When thinking about the immune system, most people think about B and T cells and how they can be trained to recognize pathogens, preventing re-infections. Besides this “adaptive” immune system, we also have an “innate” immune system which acts as first line defense against e.g. bacteria and viruses. The textbook view is that the innate immune system is non-specific so that it’s response always follows the same pattern, even for recurring infections. However, research published in Stem Cell Reports provides evidence that brief exposure to certain “danger signals” can prime the body’s innate immune system into a long-term hyperreactive and inflammatory state termed “trained innate immunity.” In this process, not only the white blood cells, which are the “work horses” of the innate immune system, but also the long-lived blood stem cells can be trained, generating a long-lasting hyperreactive and inflammatory state. This mechanism can help the body fight infections and prevent their recurrence, but it can also increase the risk of certain cardiovascular disease, in which the innate immune cells actually contribute to disease pathophysiology. To date, most of our knowledge on trained innate immunity comes from animal models and it is not clear if the human innate immune system reacts in the same way as those models.
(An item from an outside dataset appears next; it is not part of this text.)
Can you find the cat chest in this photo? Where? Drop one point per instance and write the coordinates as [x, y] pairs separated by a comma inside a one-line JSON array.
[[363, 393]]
To test this, PhD student Daniela Flores-Gomez from the team of Niels Riksen and Siroon Bekkering at Radboud University Medical Center, Netherlands, isolated blood stem cells and white blood cells from human bone marrow and exposed them to the protein IL-1beta, which is one of the main inducers of trained immunity in mice. Just like their mouse counterparts, the human blood stem cells divided more and made more innate white blood cells when stimulated with IL-1beta. Further, the trained white blood cells were hyperreactive, meaning that they produced more inflammatory proteins and stuck more to blood vessels. Interestingly, IL-1beta levels are elevated in patients after heart attack and these patients have an increased risk of developing atherosclerosis. This might be explained by a trained, hyperreactive immune system with stickier, plaque-forming white blood cells. A fat and sugar-rich diet might worsen this effect, as it promotes trained immunity through IL-1beta signalling in lab animals.
This data shows that trained immunity in humans and lab animals follows the same principles and opens up new avenues for studying trained immunity and its connection to cardiovascular disease and other diseases linked to hyperinflammation.